I've been yanking clumps of hair out for 30 minutes doing this one...

I have a dictionary, like so:

{'search': 'replace',
 'foo':    'bar'}

And a string like this:

Foo bar %foo% % search %.

I'd like to replace each variable with it's equivalent text from the dictionary:

Foo bar bar replace.

My current regex fails, so here it is (key and value are from dictionary.items()):

 re.sub(r'%\d+' + key + '[^%]\d+%', value, text)

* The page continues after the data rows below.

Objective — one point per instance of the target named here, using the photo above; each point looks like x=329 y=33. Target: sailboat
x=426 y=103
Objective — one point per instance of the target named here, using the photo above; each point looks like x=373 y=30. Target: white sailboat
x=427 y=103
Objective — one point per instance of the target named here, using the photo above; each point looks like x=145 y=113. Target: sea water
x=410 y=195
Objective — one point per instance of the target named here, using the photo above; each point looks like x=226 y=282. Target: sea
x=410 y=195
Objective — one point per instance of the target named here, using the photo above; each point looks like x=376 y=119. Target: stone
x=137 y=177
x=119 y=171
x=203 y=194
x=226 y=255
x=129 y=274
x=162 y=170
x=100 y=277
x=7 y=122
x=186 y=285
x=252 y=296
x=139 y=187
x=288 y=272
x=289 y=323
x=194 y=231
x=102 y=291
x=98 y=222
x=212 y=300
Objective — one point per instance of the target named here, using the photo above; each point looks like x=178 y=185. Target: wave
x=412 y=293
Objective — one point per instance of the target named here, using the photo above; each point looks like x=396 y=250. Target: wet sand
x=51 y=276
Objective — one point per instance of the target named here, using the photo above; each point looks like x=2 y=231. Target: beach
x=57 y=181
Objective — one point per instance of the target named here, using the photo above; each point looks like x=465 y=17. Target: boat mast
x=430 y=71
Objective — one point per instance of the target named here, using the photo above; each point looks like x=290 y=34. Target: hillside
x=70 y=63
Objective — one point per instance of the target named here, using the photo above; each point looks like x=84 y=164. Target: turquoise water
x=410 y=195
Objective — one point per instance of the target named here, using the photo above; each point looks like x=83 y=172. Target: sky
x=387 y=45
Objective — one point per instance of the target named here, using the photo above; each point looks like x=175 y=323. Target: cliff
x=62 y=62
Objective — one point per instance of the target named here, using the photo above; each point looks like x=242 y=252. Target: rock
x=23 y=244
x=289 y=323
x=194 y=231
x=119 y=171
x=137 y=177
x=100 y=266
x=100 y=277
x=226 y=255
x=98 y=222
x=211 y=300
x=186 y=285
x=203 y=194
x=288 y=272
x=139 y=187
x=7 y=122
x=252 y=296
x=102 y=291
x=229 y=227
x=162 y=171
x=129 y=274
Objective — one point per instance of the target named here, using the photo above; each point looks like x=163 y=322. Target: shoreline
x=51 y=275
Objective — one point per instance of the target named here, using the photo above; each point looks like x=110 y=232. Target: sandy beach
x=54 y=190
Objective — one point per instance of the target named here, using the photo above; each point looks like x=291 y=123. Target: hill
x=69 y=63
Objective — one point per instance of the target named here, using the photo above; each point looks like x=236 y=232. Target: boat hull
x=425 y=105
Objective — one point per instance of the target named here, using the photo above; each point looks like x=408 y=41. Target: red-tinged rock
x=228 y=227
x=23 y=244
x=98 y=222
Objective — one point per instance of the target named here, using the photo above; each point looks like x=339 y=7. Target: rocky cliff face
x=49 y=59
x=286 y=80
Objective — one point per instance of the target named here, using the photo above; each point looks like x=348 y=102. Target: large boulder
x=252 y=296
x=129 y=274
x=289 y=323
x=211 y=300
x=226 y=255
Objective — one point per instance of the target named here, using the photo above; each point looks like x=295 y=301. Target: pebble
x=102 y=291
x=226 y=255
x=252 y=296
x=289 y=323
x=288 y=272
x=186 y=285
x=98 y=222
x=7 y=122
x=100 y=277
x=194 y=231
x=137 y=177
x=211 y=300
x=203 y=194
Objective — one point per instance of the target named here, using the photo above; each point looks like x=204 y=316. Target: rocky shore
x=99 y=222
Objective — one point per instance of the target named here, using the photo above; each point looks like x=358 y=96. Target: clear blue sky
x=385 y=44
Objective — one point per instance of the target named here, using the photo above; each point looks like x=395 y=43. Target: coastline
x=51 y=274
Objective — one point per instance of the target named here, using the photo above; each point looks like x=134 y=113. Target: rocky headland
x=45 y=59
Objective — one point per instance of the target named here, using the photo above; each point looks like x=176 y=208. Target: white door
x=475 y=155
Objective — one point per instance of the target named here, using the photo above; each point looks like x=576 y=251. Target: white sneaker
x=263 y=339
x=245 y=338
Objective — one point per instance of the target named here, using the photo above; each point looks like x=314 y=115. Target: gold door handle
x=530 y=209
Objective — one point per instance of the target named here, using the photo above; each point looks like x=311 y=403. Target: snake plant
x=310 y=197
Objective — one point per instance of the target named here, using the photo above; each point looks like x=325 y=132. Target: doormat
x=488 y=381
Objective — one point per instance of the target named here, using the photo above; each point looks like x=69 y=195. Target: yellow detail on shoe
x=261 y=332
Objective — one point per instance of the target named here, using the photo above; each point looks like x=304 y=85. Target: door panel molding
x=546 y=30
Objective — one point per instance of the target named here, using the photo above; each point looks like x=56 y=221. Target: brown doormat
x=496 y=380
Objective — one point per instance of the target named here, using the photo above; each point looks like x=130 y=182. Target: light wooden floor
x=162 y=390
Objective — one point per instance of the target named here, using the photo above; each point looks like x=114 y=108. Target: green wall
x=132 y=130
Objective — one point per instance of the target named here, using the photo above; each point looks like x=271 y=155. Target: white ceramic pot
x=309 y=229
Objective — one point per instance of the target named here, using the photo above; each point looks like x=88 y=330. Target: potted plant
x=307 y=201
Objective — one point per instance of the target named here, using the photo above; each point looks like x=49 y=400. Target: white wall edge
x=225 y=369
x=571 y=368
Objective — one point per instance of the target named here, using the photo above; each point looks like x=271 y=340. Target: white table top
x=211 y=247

Any help would be appreciated, as this regex stuff is driving me nuts...

Answer 1

If you're flexible with your syntax in your string, Python has a built in mechanism for that:

>>> print 'Hello, %(your_name)s, my name is %(my_name)s' % {'your_name': 'Blender', 'my_name': 'Ken'}
Hello, Blender, my name is Ken

Alternatively, if you want that syntax, I'd avoid regular expressions and just do this:

>>> vars = {'search': 'replace',
...  'foo':    'bar'}
>>> mystring = "Foo bar %foo% % search %."
>>> for k, v in vars.items():
...     mystring = mystring.replace('%%%s%%' % k, v)
... 
>>> print mystring
Foo bar bar % search %.

Answer 2

If you want it in one statement, you could do the following (assuming s is the string and d is the dictionary):

re.sub(r"[%]\s*[^%]+\s*[%]",lambda k:d.get(k[1,-1].strip(),k),s)

This uses a function in the replacement part to get each value from the dictionary, and ignores if it is not in the dictionary.

Edit: fixed bug with unwanted whitespace appearing in lookup key

Answer 3

Maybe I'm missing something, but wouldn't the following regex just work?

re.sub(r'%\s?' + key + '\s?%', value, text)

The only thing that's a bit special are the optional spaces; they can be matched with \s?.